Photos by Zach Le
The Pepperdine Mock Trial Team qualified to advance to the Opening Round Championships Series (ORCS) of the American Mock Trial Association (AMTA) for the first time in school history. The A Team, one of the two Pepperdine teams, qualified to move on to compete in ORCS during the recent regionals competition.
The Mock Trial team is an on-campus organization that offers students the opportunity to participate in mock court trials. Students are responsible for researching the court trials in which they are involved for tournaments and carrying out a successful trial in a court setting.
The regionals competition took place throughout the weekend of Feb. 26 at Claremont McKenna College. Junior Brian Sanders said this competition was the main tournament of the year for the team, as it would determine whether or not they would qualify to compete in ORCS.
“Participating at the collegiate level … you get so much more real experience, so much more being in a real courtroom,” Sanders said. “The more I do it, the more I’m sure, [practicing law] is really what I want to go into.”
Junior and team captain Allyson McReynolds said during a tournament, the students present their cases for a judge, who is either a practicing judge or attorney. She said having professionals who have real-world experience make the Mock Trial entity particularly valuable.
“It’s really cool that we get to talk to the people who are doing what we want to do,” McReynolds said.
Different teams compete against each other in the Mock Trial tournaments, just as attorneys on opposing sides of a case fight for their clients. Each tournament consists of four rounds, meaning each team competes with another three teams from other schools. Schools with a larger group of students on their Mock Trial team may have more teams. For instance, some schools may have one team, while others may have three.

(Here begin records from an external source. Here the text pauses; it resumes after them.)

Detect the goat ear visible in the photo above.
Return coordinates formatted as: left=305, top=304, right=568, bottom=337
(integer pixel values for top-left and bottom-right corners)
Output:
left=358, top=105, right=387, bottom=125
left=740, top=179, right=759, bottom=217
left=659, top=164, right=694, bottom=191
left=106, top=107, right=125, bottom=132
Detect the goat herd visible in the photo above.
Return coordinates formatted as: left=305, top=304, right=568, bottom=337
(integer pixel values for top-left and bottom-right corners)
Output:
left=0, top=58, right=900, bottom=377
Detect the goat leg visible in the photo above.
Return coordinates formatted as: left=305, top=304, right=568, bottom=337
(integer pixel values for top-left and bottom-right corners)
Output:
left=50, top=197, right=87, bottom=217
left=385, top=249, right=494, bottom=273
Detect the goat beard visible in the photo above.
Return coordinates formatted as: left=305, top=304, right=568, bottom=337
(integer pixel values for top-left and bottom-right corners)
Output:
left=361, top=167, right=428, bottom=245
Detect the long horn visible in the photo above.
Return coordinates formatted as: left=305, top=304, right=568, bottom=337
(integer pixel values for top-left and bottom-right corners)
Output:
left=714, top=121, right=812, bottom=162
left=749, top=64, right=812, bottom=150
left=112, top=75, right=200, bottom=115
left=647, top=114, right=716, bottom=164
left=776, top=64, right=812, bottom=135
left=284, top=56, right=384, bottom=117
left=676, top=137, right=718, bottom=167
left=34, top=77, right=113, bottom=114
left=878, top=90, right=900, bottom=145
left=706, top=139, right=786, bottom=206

The current academic year has been the first in which the Pepperdine Mock Trial team has two teams, the A Team and the B Team. Third-year law student Patrick Spires serves as the teams’ coach. Both teams compete separately against other schools during tournaments. During the regionals competition, the A Team qualified to move on to ORCS.
“I am ecstatic at the performance of both of our teams, and I hope that this will be a further opportunity to establish our program as a lasting and successful entity on campus that serves students not only interested in law school, but justice as well,” McReynolds wrote in an email about the achievement after the regionals competition.
McReynolds said participating in Mock Trial has been helpful for her to develop a clearer vision of what she wants to do in the future. She said this experience has given her the ability to define her goals.
“My favorite part [of participating] has probably [been] kind of solidifying what I want to do,” she said. “When I started as a freshman, law school was kind of this abstract idea that I kind of just thought of [as] maybe I’ll go to law school after Pepperdine, and then kind of doing this, it’s like there isn’t anything else that I’d want to do. It’s the kind of work I like, it’s the kind of people that I enjoy being around, and so I think that’s probably been the best part of competing.”
McReynolds said some team members have been taking part in Mock Trial for longer than others, but they all share a passion for the law.
Sanders has been participating in Mock Trial since he was a high school student, so he has participated for six years total. He said he definitely wants to go to law school.
Junior Lauren Heide said she just began her Mock Trial experience in the fall, and she said she has already gained much from the experience. As a Political Science major, she had considered law school before joining the Mock Trial team. However, after her Mock Trial experience, she said she now knows she wants to pursue law school.
“It’s been really interesting,” Heide said. “But as a first-year participant, it’s definitely a humbling experience. It’s always a learning experience.”
Senior Alexandra Sagona said that being on the Mock Trial team has served as a kind of practice for law school and a tool to learn the rules of evidence. She said it allows students to know what they will be getting into before pursuing law school.
McReynolds said anyone who is considering law school should look into joining the Mock Trial team, as it helps students hone their skills and determine whether they have a true interest in law.
McReynolds said qualifying for ORCS is a great achievement for the Mock Trial team. ORCS took place on March 12 and 13 in the Santa Monica courthouse.